Eliminating Race in Medical Algorithms
Both Drs. Krohn and Bregman have been involved in educating their peers about racism in medicine and facilitated a discussion around eGFR within the Department of Surgery’s Diversity, Equity and Inclusion Journal Club.
“Racism has been inherent in healthcare for decades and it starts in medical education,” Dr. Bregman said. “Eliminating race-based eGFR adjustments can level the playing field and maybe provide a little bit more equity and access to care.”
While eGFR adjustments are just one example of inequity in healthcare, there are numerous race-based medical algorithms that may exacerbate disparities, including the Vaginal Birth after Cesarean algorithm and STONE score.
“The work done in eGFR is just one part of the 11 action points that student advocates would like to see changed within our curricula,” Johns said. “Although we are moving in the right direction, I can’t stress the importance of having faculty, such as Dr. Krohn, who took the initiative to coordinate and execute this system-wide change.”

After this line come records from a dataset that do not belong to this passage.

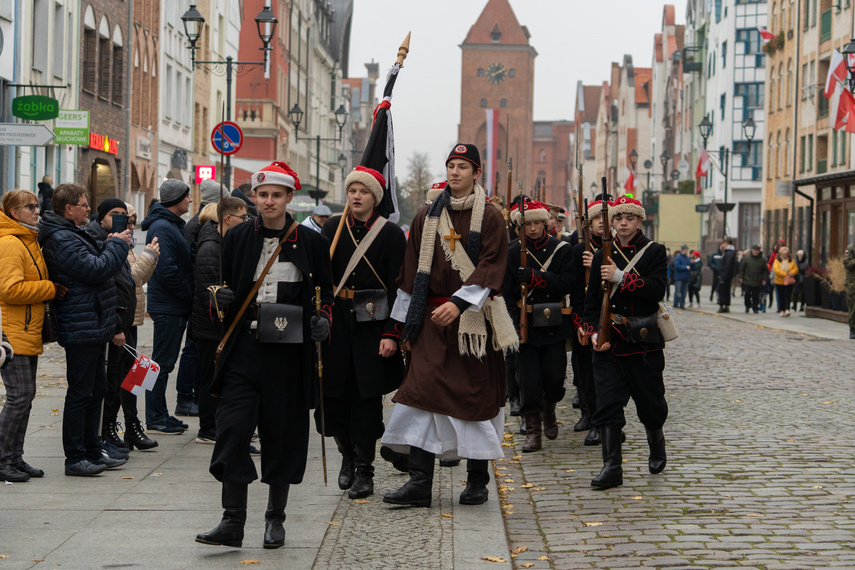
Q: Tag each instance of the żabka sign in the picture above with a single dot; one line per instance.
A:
(35, 107)
(100, 142)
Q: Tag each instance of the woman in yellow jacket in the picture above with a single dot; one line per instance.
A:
(24, 287)
(785, 269)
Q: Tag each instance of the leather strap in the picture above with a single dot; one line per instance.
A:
(255, 288)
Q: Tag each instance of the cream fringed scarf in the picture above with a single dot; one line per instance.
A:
(472, 329)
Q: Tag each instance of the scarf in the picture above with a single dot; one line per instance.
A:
(418, 304)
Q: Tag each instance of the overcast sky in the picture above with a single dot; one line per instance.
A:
(575, 40)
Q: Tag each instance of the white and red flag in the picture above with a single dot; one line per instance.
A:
(142, 375)
(492, 149)
(765, 34)
(836, 73)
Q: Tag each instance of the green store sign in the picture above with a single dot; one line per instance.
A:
(35, 107)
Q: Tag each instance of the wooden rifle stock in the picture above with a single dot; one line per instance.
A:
(605, 329)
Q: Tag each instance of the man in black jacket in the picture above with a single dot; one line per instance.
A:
(205, 327)
(267, 384)
(542, 359)
(631, 364)
(86, 320)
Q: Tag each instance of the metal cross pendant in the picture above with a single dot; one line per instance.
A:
(452, 237)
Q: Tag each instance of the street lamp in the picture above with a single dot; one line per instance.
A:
(194, 24)
(296, 116)
(749, 129)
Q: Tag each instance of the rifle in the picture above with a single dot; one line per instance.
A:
(605, 328)
(523, 263)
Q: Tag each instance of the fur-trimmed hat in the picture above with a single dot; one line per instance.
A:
(372, 180)
(626, 205)
(468, 152)
(277, 173)
(534, 212)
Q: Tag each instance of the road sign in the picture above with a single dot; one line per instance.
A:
(72, 127)
(24, 134)
(227, 138)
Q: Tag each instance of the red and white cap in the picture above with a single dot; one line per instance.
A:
(277, 173)
(626, 205)
(534, 212)
(372, 180)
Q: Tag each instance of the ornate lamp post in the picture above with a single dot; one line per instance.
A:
(194, 24)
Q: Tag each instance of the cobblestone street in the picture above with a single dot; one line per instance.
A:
(760, 464)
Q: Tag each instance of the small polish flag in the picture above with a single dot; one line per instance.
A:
(704, 164)
(836, 72)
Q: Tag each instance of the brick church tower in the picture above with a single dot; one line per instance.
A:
(497, 95)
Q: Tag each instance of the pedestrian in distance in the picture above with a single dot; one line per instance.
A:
(785, 269)
(265, 372)
(170, 297)
(86, 320)
(542, 358)
(631, 365)
(24, 288)
(451, 402)
(368, 362)
(752, 276)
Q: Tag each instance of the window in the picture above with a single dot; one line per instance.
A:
(752, 94)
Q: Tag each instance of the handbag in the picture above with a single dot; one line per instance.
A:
(371, 305)
(280, 323)
(50, 325)
(666, 323)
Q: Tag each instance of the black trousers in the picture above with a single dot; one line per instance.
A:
(119, 363)
(262, 386)
(207, 350)
(752, 297)
(584, 377)
(540, 373)
(638, 376)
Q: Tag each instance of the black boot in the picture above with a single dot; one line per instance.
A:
(400, 461)
(550, 422)
(348, 455)
(593, 437)
(612, 473)
(363, 484)
(656, 441)
(109, 434)
(477, 477)
(230, 530)
(136, 437)
(418, 490)
(274, 517)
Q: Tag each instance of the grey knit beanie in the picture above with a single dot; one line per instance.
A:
(173, 191)
(210, 190)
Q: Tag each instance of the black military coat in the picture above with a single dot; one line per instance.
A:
(354, 346)
(638, 295)
(548, 286)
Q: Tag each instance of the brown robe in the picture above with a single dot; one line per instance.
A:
(438, 378)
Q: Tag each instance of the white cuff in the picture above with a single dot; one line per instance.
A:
(401, 306)
(475, 295)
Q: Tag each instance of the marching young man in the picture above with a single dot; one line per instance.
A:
(451, 400)
(542, 359)
(265, 371)
(367, 362)
(631, 364)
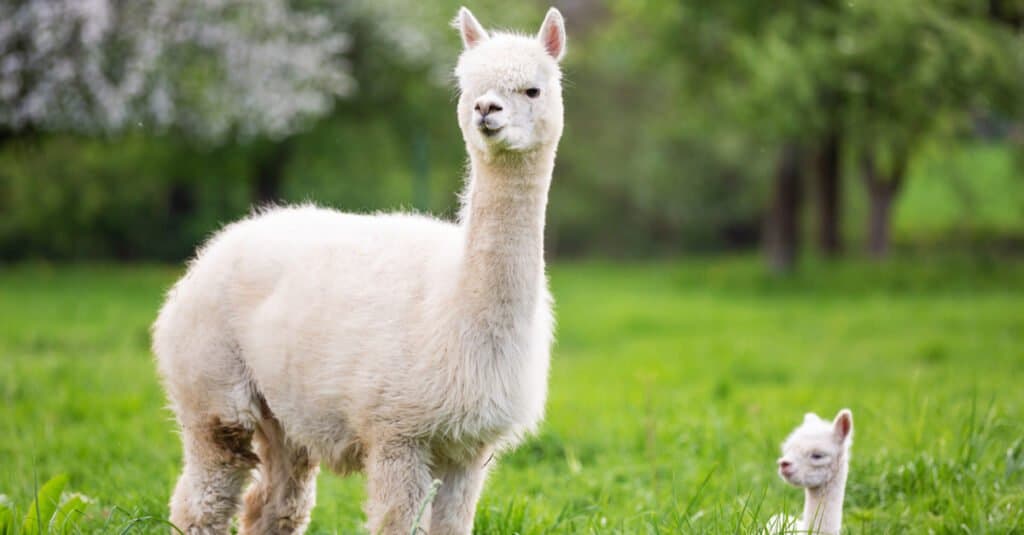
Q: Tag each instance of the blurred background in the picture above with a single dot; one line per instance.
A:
(759, 209)
(131, 130)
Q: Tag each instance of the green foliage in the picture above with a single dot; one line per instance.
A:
(672, 385)
(675, 114)
(52, 511)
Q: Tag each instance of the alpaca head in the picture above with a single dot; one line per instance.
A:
(815, 451)
(510, 86)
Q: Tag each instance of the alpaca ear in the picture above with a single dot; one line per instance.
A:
(843, 425)
(552, 34)
(469, 28)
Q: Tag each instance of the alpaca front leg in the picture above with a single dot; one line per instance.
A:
(455, 504)
(398, 481)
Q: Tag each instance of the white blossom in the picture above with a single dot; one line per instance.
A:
(211, 68)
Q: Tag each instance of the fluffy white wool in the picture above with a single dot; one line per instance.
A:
(816, 457)
(397, 344)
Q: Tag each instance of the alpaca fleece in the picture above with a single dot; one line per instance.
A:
(395, 344)
(816, 457)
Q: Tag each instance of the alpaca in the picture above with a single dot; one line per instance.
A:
(399, 345)
(816, 456)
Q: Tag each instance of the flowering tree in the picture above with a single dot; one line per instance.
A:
(208, 68)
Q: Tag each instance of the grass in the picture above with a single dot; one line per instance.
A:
(672, 386)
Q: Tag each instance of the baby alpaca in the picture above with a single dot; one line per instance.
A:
(400, 345)
(816, 456)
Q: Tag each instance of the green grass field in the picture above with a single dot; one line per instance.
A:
(672, 386)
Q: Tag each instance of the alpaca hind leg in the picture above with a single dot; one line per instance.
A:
(218, 461)
(280, 501)
(455, 505)
(398, 481)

At the request of Congress, the U.S. Agency for Healthcare Research and Quality is examining race within medical algorithms to determine how to reduce bias moving forward. While there is still work to be done, multidisciplinary collaboration helped shed light on a pervasive issue and catalyzed action to improve health equity for patients seeking care within the M Health Fairview system.
“In medicine, we often hone in on specific things in our field and don’t include other experts,” Dr. Krohn said. “Sociology affects medicine and health so much, and we really need to hear other voices and have interdisciplinary collaboration.”